Despite Apple’s best efforts, Dropbox isn’t letting itself get stomped. As of summer 2015 it had 400 million users.
The firm has supplemented its file and folder APIs with data APIs, enabling mobile app developers to share data as well as files over the service. That’s important because, unlike some rivals, Dropbox is massively multi-platform. You can install it on a Mac or PC, on a BlackBerry or a Kindle Fire, on an iPhone or iPad or Android device.
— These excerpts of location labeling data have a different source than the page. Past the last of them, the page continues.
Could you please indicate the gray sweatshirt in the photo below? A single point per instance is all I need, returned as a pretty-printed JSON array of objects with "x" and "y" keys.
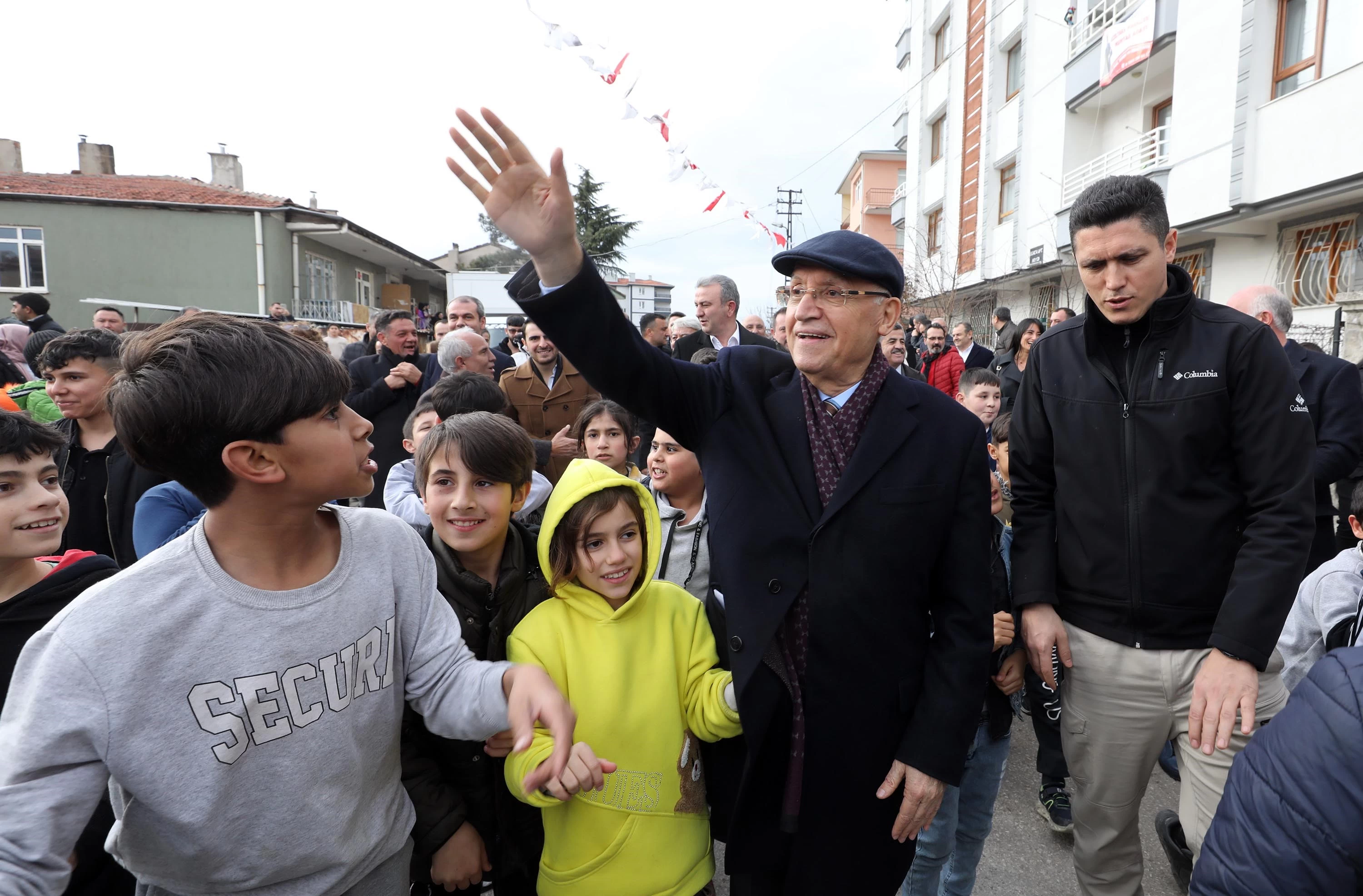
[
  {"x": 249, "y": 738},
  {"x": 1324, "y": 598},
  {"x": 675, "y": 557}
]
You can use it to sync and access music files, photos or movies, or you can use it as a hard drive in the sky, or you can use it for any other kind of content. For example, apps such as the excellent Scrivener writing program work with Dropbox so all your notes and scribbles are available from any device, while the service’s own Carousel app offers easy browsing for your Dropbox photos and videos.
The service also offers the ability to collaborate on Office documents across Windows and Macs using Dropbox, and users can edit the same documents inside Office 365.
Free accounts start with 2GB of space, and you can earn additional space by referring others – you get 500MB extra space for each referral, and you can get up to 18GB in total without paying a penny. Dropbox Pro is £7.99 per month (around $12, or AU$17) for 1TB of storage, and Dropbox for business is £11.99 per user per month (around $18, or AU$26) for unlimited storage.
Dropbox’s refusal to join in the cloud storage price wars have led to predictions that it will suffer while Microsoft and Google duke it out, but the company recently revised its structure to make storage plans more competitive. It’s also investing heavily in Dropbox as an app platform, and it has acquired email program Mailbox, eReader platform Readmill, and several other services to add value to its overall offering.